PDF versions of the thesis and of the readers’ comments should be emailed to the Committee on Degrees in Studies of Women, Gender, and Sexuality at email@example.com by the date to be announced here (likely mid-April 2021). Applicants should use "Cummings Prize application" as the subject of their email. If readers’ comments are not available by the deadline, students are responsible for asking their concentration’s Director of Studies or Head Tutor to email firstname.lastname@example.org with the date the readings will be available. To expedite distribution of the award, the email should include the following information: the entrant's name and Harvard ID number, telephone number, mailing address, and e-mail. The prize will be awarded at the Women, Gender, and Sexuality year-end reception on Wednesday, May 5, 2021.

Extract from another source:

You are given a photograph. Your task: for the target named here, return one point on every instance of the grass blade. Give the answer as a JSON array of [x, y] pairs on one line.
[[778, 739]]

Eugene R. Cummings, the son of an Irish immigrant schoolteacher from Fall River, Massachusetts, was a gay student at the Harvard Dental School who ended his life on June 11, 1920, just days short of receiving his degree, after being interrogated and informed that he would be expelled by the “Secret Court” that purged gay men from Harvard in 1920. The prize was established to ensure that his name and experiences will not be forgotten and that future generations will have opportunities for self-expression that were denied to Mr. Cummings. It is made possible by gift of The Open Gate, a private charitable foundation established by the Harvard Gender & Sexuality Caucus.

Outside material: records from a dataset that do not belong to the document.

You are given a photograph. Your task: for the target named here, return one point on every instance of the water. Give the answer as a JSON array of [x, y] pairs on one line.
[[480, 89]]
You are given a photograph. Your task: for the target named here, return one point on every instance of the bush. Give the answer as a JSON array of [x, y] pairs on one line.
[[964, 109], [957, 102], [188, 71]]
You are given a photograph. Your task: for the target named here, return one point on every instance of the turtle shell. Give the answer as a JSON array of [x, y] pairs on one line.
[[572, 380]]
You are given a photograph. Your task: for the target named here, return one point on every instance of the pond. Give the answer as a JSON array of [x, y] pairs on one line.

Jane C. Grant Senior Prize
This prize is funded with part of the income from gifts given by Jane C. Grant and her husband, William B. Harris. Jane C. Grant was a women's rights advocate from the 1920s until her death in 1972. She also co-founded The New Yorker and was a reporter for the New York Times. Having begun work at the Times in a clerical capacity, she became the paper's first woman general assignment reporter and in the mid-1930s traveled to Europe, the Balkans, the Far East, and Russia as a foreign correspondent. Her increasingly visible literary profile earned her a place among the literary elite of the Algonquin Hotel "Round Table." During the 1960s, Grant wrote Ross, the New Yorker, and Me, donating royalties from the book to the Harvard-Radcliffe Fund for the Study of Women, which she established with Doris Stevens. The purpose of that fund was to finance and support the study of women in all cultures and periods of history.
The Jane C. Grant Senior Prize is given to the graduating senior with the best overall academic performance in WGS. There is no competition for this award; eligible candidates will be considered without application. The prize will be awarded at the Women, Gender, and Sexuality end-of-year party.